I had to chuckle when I read that this site was "spitting in ESPN's face", but more about that later.
The bigger issue is Workman choosing to take a hit at Mercogliano and other SID's for not responding to their requests for information on local athletes. He seems to be taking it as a personal affront.
But the reality, and I hear this consistently from SIDs around the country, is that they would like nothing more than to send out the information because it helps the school, the athlete, and the local news organizations. One of the things that challenges them is the current landscape of the local news environment. With the constant turnover of staff and the growing layoffs, they often do not know who or where to send information. An email address that worked three months ago no longer works, nor does the phone number they have for a contact. Does the newspaper call or write them to update the information? No.
Now I have had discussions with a prominent sports public relations consultant who says that the schools like to hide behind this excuse when there is a database service they can subscribe to for the information. I have to disagree because the cost for a subscription is substantial in relative terms to the sports information budget of a small school like Idaho State.
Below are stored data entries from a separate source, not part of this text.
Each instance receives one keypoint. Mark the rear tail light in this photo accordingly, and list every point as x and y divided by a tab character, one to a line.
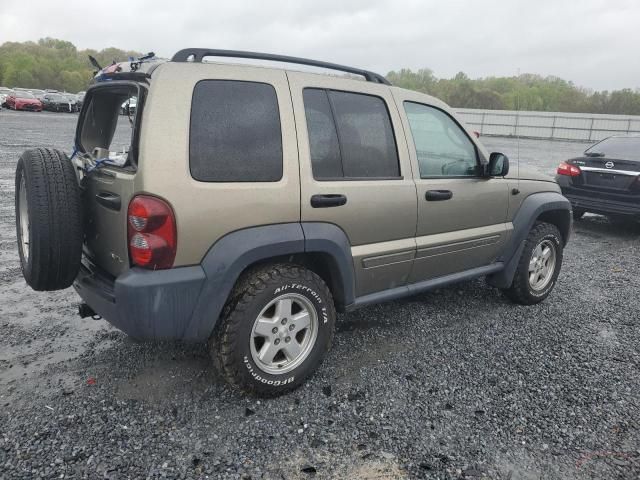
151	231
568	169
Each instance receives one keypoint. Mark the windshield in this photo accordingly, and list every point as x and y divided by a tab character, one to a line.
621	148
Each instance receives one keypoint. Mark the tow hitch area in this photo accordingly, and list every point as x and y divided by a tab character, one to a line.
85	311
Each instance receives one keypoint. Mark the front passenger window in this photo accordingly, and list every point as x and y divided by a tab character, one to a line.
442	147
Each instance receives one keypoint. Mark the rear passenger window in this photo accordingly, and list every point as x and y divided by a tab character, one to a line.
235	132
350	136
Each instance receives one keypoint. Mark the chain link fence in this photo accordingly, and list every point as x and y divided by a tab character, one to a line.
549	125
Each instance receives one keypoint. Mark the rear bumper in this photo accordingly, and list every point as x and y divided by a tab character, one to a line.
603	206
147	305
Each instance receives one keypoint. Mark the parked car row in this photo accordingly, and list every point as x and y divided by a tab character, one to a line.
37	100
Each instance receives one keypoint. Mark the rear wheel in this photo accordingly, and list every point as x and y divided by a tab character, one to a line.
275	330
539	265
48	219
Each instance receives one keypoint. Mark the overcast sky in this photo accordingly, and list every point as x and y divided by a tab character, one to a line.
594	43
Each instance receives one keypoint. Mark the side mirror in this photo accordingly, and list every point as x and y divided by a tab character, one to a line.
498	165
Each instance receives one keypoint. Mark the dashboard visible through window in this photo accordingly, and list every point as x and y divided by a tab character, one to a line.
442	147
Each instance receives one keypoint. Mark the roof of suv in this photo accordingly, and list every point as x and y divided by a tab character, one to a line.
143	67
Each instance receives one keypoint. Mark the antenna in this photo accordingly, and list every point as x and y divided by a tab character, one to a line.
518	130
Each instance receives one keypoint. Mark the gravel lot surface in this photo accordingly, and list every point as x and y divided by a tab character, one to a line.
458	383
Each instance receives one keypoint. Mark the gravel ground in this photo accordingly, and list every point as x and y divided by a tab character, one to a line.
457	383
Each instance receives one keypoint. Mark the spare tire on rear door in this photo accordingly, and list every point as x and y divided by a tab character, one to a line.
48	219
This budget issue leads to the other reality. Idaho State has a sports information staff of two full-time employees (including Mercogliano) and one student assistant. There is only so much that can be done in a day, so is Workman's expectation level to high?
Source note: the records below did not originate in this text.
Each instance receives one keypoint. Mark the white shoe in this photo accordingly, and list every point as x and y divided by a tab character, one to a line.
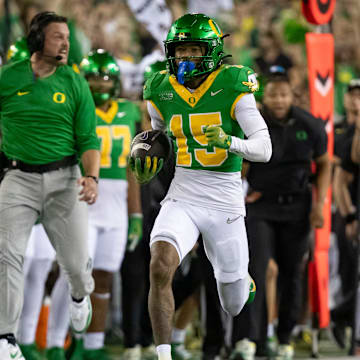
245	349
80	315
132	353
149	352
9	351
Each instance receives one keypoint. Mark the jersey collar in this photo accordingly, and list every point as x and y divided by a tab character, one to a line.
193	98
109	115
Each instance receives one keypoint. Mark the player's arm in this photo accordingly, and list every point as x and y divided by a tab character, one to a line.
87	142
152	166
90	160
257	147
341	182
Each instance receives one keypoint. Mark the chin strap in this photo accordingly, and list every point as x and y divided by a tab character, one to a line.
185	67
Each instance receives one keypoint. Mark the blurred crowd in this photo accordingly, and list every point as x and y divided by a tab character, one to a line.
263	33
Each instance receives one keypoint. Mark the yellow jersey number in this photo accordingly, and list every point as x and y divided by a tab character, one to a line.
197	122
109	133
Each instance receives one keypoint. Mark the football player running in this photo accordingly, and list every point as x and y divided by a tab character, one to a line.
115	222
206	107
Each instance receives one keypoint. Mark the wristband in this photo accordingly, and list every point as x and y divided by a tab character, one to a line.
95	178
350	218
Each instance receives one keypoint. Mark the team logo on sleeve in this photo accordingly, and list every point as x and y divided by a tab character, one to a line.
252	83
59	98
166	96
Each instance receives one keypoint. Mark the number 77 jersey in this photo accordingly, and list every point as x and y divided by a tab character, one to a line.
116	128
187	114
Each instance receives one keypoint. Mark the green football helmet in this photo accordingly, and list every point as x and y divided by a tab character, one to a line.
100	63
18	51
153	68
201	29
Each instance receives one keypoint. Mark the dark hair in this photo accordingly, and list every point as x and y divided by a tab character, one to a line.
36	37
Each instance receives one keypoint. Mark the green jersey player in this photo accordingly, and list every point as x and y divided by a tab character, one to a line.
206	107
119	200
47	122
115	221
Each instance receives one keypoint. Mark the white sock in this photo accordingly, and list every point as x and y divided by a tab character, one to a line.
178	335
59	317
164	352
37	273
270	330
93	341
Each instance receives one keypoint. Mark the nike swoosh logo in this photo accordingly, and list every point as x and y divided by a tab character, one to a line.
213	93
229	221
21	93
13	356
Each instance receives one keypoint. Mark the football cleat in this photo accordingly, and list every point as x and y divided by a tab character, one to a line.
80	315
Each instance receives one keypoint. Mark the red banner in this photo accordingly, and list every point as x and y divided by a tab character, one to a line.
318	12
320	55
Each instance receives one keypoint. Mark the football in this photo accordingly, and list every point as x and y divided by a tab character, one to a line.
151	143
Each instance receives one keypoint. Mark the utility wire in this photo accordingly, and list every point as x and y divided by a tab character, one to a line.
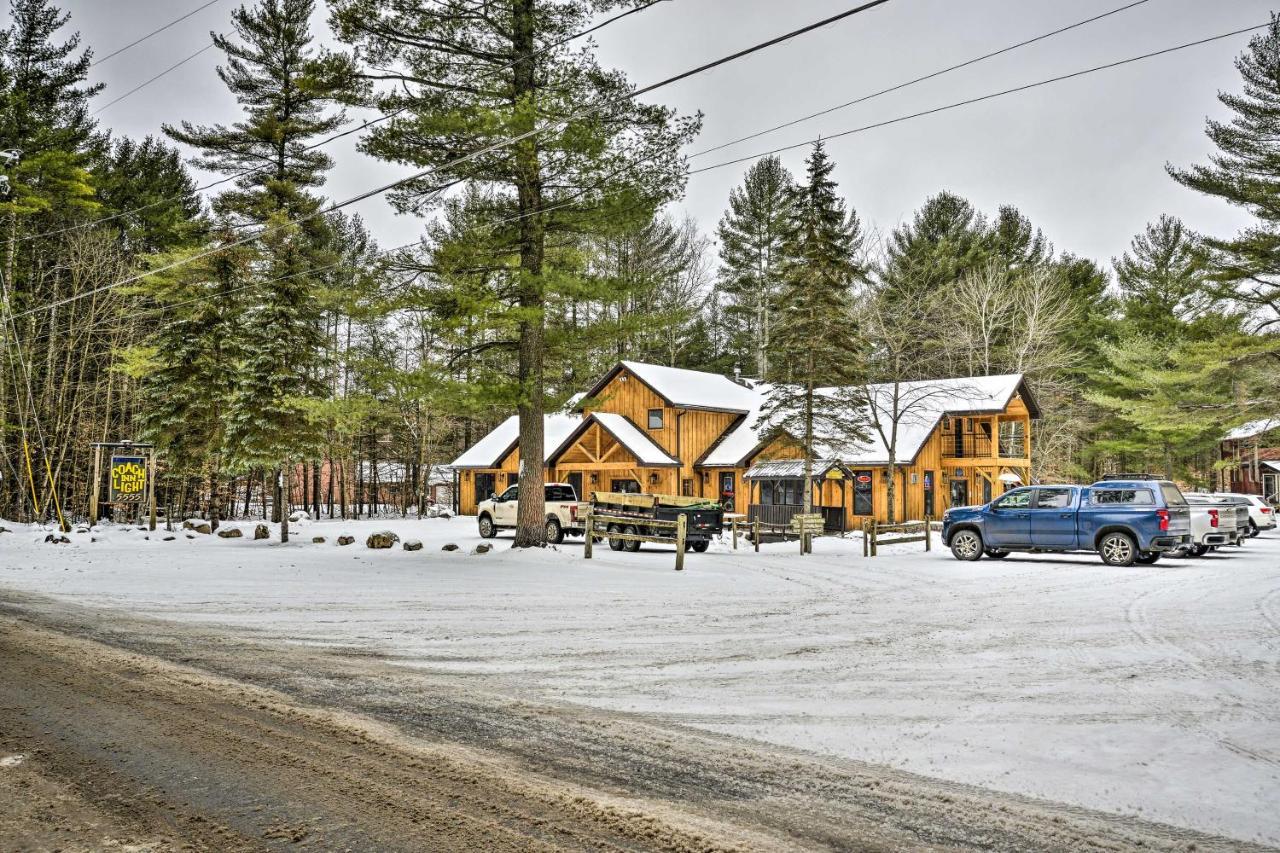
154	32
167	71
328	140
920	80
977	100
466	158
Since Workman is younger than me, I can ask him some questions using the word "Son."
Son, tell me what you did to request the information and what you did to follow up on it? Did you call and leave a voice mail? If the call was not returned, did you follow up? Did you send an email request? If you did not receive a reply, did you send a follow-up email or did you make a follow-up phone call?
Did you even take the time to go to the school's web site to get information? In the time it has taken you to stew over being "ignored", or even less, you could have found out that in the spring of 2009, Kandis Clesson
- lead the team with 19 wins
- had a team leading 16-12 record
- had a team leading ERA of 3.41
Oh and all of the press releases are there as well.
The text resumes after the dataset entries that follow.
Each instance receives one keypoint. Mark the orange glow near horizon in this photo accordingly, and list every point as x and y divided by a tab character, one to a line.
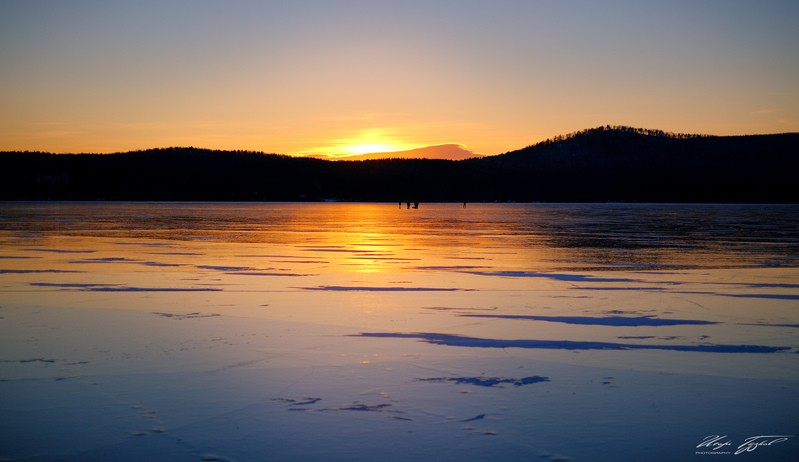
343	79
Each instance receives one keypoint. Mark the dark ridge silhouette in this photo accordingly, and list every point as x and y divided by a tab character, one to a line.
597	165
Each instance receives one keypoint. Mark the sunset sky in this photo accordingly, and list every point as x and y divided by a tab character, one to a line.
350	76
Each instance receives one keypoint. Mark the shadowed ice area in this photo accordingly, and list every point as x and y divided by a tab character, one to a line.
360	332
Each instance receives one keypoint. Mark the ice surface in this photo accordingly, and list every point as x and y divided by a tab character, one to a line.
340	332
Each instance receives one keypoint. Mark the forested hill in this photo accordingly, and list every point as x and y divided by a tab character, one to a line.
596	165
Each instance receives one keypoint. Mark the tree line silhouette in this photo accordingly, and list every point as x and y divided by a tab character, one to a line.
609	163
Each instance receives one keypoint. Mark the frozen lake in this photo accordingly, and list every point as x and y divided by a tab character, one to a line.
329	331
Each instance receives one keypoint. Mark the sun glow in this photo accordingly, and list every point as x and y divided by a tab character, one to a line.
369	148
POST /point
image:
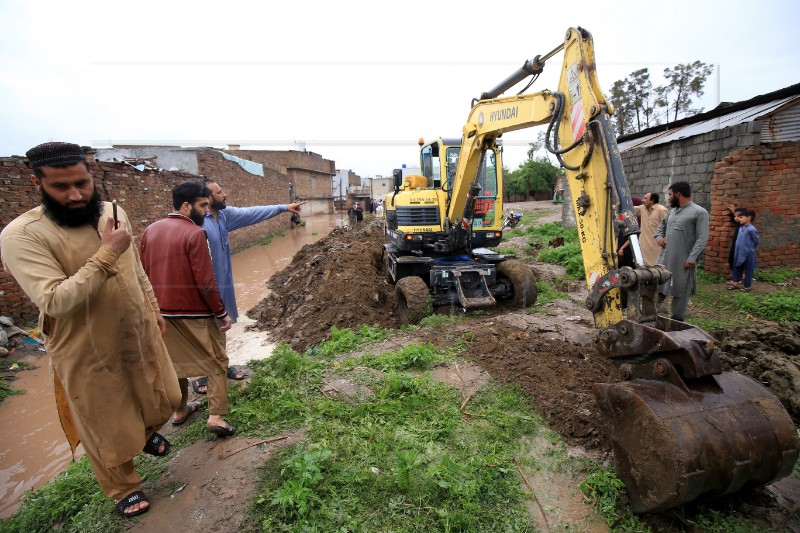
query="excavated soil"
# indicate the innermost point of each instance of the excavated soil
(339, 281)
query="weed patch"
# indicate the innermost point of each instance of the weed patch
(346, 340)
(403, 459)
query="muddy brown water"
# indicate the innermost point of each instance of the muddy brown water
(34, 449)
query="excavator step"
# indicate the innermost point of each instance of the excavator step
(484, 299)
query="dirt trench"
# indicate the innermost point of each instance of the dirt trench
(339, 281)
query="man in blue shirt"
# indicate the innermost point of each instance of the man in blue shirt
(220, 220)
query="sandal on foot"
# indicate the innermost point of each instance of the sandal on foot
(200, 382)
(154, 443)
(192, 407)
(223, 431)
(130, 500)
(234, 373)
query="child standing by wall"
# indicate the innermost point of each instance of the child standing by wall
(744, 258)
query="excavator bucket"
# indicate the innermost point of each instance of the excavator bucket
(675, 444)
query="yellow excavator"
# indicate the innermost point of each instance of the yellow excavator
(681, 428)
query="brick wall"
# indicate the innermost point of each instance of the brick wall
(766, 179)
(146, 197)
(245, 189)
(652, 169)
(309, 173)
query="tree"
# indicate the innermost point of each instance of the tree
(638, 105)
(640, 89)
(620, 99)
(683, 81)
(634, 102)
(536, 175)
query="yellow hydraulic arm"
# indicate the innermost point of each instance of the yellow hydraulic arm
(578, 105)
(681, 428)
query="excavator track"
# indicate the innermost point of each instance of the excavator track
(522, 281)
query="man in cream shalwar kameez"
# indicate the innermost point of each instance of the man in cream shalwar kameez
(113, 379)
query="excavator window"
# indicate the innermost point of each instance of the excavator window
(451, 159)
(430, 164)
(485, 202)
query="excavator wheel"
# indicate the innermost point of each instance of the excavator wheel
(522, 282)
(413, 299)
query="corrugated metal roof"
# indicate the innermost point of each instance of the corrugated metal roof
(782, 124)
(698, 128)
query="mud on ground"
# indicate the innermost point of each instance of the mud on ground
(339, 281)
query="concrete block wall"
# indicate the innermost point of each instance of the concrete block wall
(653, 169)
(766, 179)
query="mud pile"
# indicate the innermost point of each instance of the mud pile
(337, 281)
(557, 376)
(769, 355)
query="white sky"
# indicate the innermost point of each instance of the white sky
(358, 82)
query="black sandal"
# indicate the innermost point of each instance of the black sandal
(154, 443)
(132, 499)
(200, 382)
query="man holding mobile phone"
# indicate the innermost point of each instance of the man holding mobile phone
(114, 383)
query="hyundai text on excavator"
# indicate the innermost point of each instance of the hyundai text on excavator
(681, 428)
Now, this is not to say that SIDs and representatives of other organizations could not make things easier, and make information accessible in better formats or through more distribution channels (like RSS). In fact, we are talking with a number of SIDs about how they can make their lives easier and more efficient. But that is a topic for another day.
So let's get back to the "Spitting in ESPN's face thing."
First of all, the people at ESPN are great to work with and very responsive to requests, no matter how bizarre they may be (anyone up for a Portugese version of a press release?). They also know that I will not pull punches. If I want to hit at them, I do it directly and not in a back-handed way. One of their senior media relations people reached out to this site some months ago because, in part, he felt that any criticisms of the worldwide leader were fair, balanced and not abusive attacks.
Of course, a good journalist would have researched this before writing things on a BLOG of all places (yes that is a backhanded spit, a one time only thing;-)).
I only found out that he had written his post because of the one reader of his post (since it was posted almost 48 hours ago) that followed the link to this site, and Workman did give me a good chuckle on the spitting thing. But his attack on Frank Mercogliano was uncalled for, and he should write a public apology. After all, why bite the hand that feeds you?
Oh and one last thing. Please don't call this a blog:-).